Shareholder Whacks Kansas City Southern

     KANSAS CITY, Mo. (CN) - Kansas City Southern officers exposed the company to hundreds of millions of dollars of losses by "breaches of fiduciary duties and violations of law," a shareholder claims in a derivative lawsuit.
     Bruce Lerner sued 12 company officers in Federal Court.
     Kansas City Southern is a holding company with domestic and international rail operations in North America. KCS has a concession from the Mexican government that allows it to operate strategic routes between Mexico City and Texas.
     The lawsuit states: "Defendants improperly touted KCS's business prospects and issued aggressive financial guidance to demonstrate to the market and to the corporate debt rating agencies in particular, that the company's business metrics and financial prospects were deserving of an investment grade debt rating. In particular, defendants hyped that the company was then on track to achieve during fiscal 2013: (i) 'mid single-digit volume growth, along with mid single-digit pricing [growth]'; (ii) 'revenue growth ... higher on a percentage growth basis than 2012'; and (iii) improved 'operating ratio.' The company's guidance was overstated because it failed to take into account several negative trends affecting the company's business, including that KCS's utility coal volumes and crude oil shipments declined more drastically than defendants led the market to anticipate, that carloads in the company's chemical & petroleum shipments to Mexico declined due to operational issues with the company's customers in Mexico, that the company's anticipated ramp-up of its Mexican auto shipment business was not advancing at the rate the market was led to believe as the new plants were not coming on line, and that the company's heavily touted efforts to build the Port Arthur crude oil terminal were riddled with operational difficulties pushing the positive financial benefits of the expansion effort off further into the future."
     Lerner claims evidence of the defendants' wrongdoing began to emerge on Jan. 24 this year, when KCS issued a press release announcing disappointing 2013 fourth quarter fiscal results. KCS reported a net income of $113.8 million or $1.03 a share on revenues of $615.6 million. Lerner said that fell below the projected net income of $1.10 a share on $618.1 million.
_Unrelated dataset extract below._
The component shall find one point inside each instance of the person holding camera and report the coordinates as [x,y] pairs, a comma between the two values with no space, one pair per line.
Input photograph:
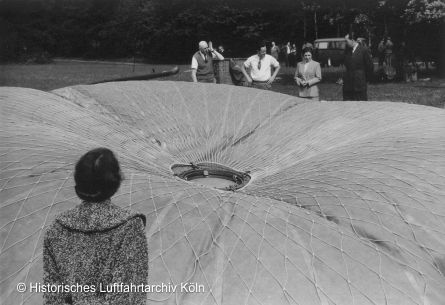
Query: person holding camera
[307,75]
[202,63]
     For 2013, net income fell to $3.98 a share, below the $4.05 a share the investment community had expected based on the defendants' statements, the complaint states. Also, Lerner claims that KCS's operating ratio had increased, even though the market was led to believe that it was declining.
     Lerner claims KCS officials blamed the poor earnings on a variety of factors during a conference call. He says some of the excuses included a plant shutdown, unplanned plant outages, reduced shipments to another plant, weakness in petroleum shipments and increased operating expenses.
     "Then, on February 18, 2014, the market learned that the lower house of the Mexican legislature had approved a new bill to increase rail competition in Mexico," the complaint states. "This legislation, if passed by Mexico's Senate, would give third-party companies access to KCS's currently exclusive freight and passenger rail networks. The Wall Street Journal, in a February 19, 2014 report entitled, 'Railroads and Mexican Government on Collision Course: Kansas City Southern and Grupo Mexico Fight Bill That Would Strip Exclusive Track Rights,' explained that the Mexican government had long been dissatisfied with KCS's performance under the concession.
     "Upon disclosure of the company's true business health and limited financial outlook, KCS's market capitalization plunged by nearly 22 percent, erasing over $2.8 billion in value. As a direct result of the individual defendants' wrongdoing, the company is now the subject of a securities class action lawsuit filed in the United States District Court for the Western District of Missouri on behalf of investors who purchased KCS shares. The securities class action lawsuit poses the risk of hundreds of millions of dollars in damages to the company."
     Lerner seeks damages, disgorgement of profits and a ruling requiring KCS to improve its internal structure to protect shareholders, including strengthening the company's disclosure controls; strengthening the board's supervision of operations; and allowing shareholders to elect three members to the board.
     He is represented by Tim Dollar of Dollar, Burns & Becker.